Nella parrocchia cattolica
della città cosmopolita di Koper (Slovenia) un'esperienza di ecumenismo con gli
ortodossi e di dialogo con i musulmani
Operatori di pace
tra cittadini diversi per fede ed etnia
a cura di Darja Licen
La città di Koper - 27.000
abitanti - in pochi anni ha subito un cambiamento radicale e da città
tradizionalmente cattolica è divenuta cosmopolita non solo per la diversità di
provenienza dei suoi abitanti, ma anche per la presenza di diverse credenze e
di non-credenza che essi vi hanno portato.

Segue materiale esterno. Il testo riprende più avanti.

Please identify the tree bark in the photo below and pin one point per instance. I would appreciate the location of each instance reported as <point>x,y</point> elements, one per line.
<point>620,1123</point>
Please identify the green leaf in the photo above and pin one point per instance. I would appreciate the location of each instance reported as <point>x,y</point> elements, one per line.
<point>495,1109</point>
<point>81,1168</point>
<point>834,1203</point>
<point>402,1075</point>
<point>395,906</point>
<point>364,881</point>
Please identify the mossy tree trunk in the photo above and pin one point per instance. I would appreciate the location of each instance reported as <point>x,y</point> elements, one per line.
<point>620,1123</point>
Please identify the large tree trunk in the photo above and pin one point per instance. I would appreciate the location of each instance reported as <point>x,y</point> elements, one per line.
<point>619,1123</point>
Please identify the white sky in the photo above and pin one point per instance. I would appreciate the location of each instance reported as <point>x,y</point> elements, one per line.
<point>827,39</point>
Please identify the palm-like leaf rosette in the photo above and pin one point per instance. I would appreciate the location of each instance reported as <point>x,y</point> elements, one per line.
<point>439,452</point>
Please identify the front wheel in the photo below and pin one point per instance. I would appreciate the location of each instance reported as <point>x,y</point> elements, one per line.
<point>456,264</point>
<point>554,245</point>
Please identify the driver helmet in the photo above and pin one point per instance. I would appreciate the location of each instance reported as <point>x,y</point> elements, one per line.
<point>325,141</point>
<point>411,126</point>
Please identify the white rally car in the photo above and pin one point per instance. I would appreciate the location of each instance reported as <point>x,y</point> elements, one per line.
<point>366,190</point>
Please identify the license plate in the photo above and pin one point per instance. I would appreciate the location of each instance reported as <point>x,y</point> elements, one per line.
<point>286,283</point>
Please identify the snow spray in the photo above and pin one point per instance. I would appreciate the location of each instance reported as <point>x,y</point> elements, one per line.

La parrocchia cattolica, che prima
comprendeva la quasi totalità dei cittadini, ora si è venuta a trovare in una
situazione completamente nuova e si è chiesta quale tipo di rapporto deve
stabilire con i nuovi concittadini.
Koper, antica
sede episcopale, ha avuto una storia molto movimentata lungo
i secoli per la sua posizione strategica sulle sponde dell'Adriatico e ai
confini con l'Italia. Alla fine della seconda guerra mondiale passò a far parte
della Iugoslavia e acquistò un'importanza socio-politica non indifferente,
estendendosi lungo la spiaggia e vedendo triplicato, in breve tempo, il numero
dei suoi abitanti, nonostante il forte esodo degli italiani e di altre etnie. I
nuovi abitanti, provenienti in maggioranza dalle varie regioni iugoslave, hanno
introdotto, in una città tradizionalmente cattolica, costumi, lingue e
religioni diverse. In pochi decenni la città ha cambiato la sua fisionomia
socio-religiosa non solo per il fenomeno dell'immigrazione, ma anche per
l'influsso del governo marxista. Infatti non pochi dei suoi abitanti si sono
dichiarati atei per convinzione o per opportunismo.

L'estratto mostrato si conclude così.